— Что, так нравлюсь, малыш? — мстительно тянешь в ответ на его молчание, наслаждаясь маленькой победой в этой битве неозвученных чувств, от которых каждый волосок твоего наполовину нагого тела встаёт дыбом.
— Ну ты и бестия, Т/И, откуда в тебе столько наглости? — его голос прямо над ухом заставляет тебя вздрогнуть, а мысли выпорхнуть из головы роем тысячи бабочек, когда его теплый палец касается шрама на пояснице, мягко очерчивая его белесый контур, — откуда этот шрам?
— Что касается наглости – у меня лучший учитель… А шрам… Получила его давно… Тебе правда интересно, ПиДжи? — тихо спрашиваешь, немного вздрагивая от сотен мурашек, когда он кладет на него всю ладонь, даря коже блаженное чувство касания теплой бархатной бумаги.
— Хочу знать… А ещё, откуда эти крылья? — просто отвечает монстр, шагнув ближе и едва заметно касаясь всё ещё голыми ребрами твоей обнаженной спины, по которой скользили пальцы, очерчивая темные перья рисунка.

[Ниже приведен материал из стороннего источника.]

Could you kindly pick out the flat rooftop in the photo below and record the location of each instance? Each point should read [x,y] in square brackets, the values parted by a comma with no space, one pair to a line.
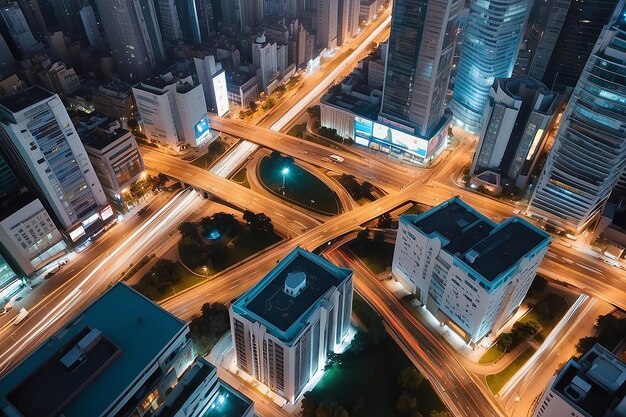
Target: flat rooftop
[269,302]
[25,98]
[134,331]
[484,246]
[596,383]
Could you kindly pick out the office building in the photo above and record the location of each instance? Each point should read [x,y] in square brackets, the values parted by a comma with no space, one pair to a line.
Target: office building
[118,357]
[592,386]
[418,65]
[571,31]
[132,30]
[265,59]
[518,117]
[15,30]
[589,153]
[213,80]
[115,157]
[115,100]
[200,393]
[327,18]
[471,273]
[491,41]
[284,327]
[28,235]
[173,111]
[90,26]
[45,152]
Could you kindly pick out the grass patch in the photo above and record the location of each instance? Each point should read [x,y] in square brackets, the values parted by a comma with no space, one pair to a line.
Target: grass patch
[376,260]
[547,312]
[492,354]
[300,186]
[298,130]
[241,178]
[497,381]
[216,149]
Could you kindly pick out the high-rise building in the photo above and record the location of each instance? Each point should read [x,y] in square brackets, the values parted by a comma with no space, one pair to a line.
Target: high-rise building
[132,30]
[327,18]
[168,20]
[16,31]
[518,117]
[471,273]
[45,152]
[592,386]
[213,80]
[173,111]
[589,152]
[90,26]
[284,327]
[572,30]
[418,65]
[490,47]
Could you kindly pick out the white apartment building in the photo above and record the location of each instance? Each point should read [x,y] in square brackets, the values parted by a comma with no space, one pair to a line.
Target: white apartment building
[592,386]
[173,111]
[284,327]
[30,237]
[45,151]
[115,157]
[469,272]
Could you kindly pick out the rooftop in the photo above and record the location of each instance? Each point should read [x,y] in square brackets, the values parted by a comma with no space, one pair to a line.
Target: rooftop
[268,302]
[133,331]
[595,383]
[25,98]
[484,246]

— Ну… В детстве любила влезать в неприятности. И однажды умудрилась упасть прямиком на битое стекло спиной. Осколок был большой, даже швы накладывали… А крылья… Это символ свободы. Знаешь… От чужого мнения и злых шепотков за спиной… От собственных грехов и тянущих вниз мыслей, страхов и неуверенности… Свободы от самой себя, как… Независимость, — ты немного морщишься, вспоминая, как было больно, больше имея ввиду пережитые душевные страдания, но рука позади тебя давит на кожу сильнее, поднимаясь выше, вновь обводя контуры татуировки на лопатках, мягко опуская и вторую ладонь на спину. Ты слышишь его дыхание над ухом, словно немного прерывистое, как будто от боли или сдерживаемого напряжения, о котором он точно не скажет, даже если спросишь. А потому ты решаешь задать другой вопрос.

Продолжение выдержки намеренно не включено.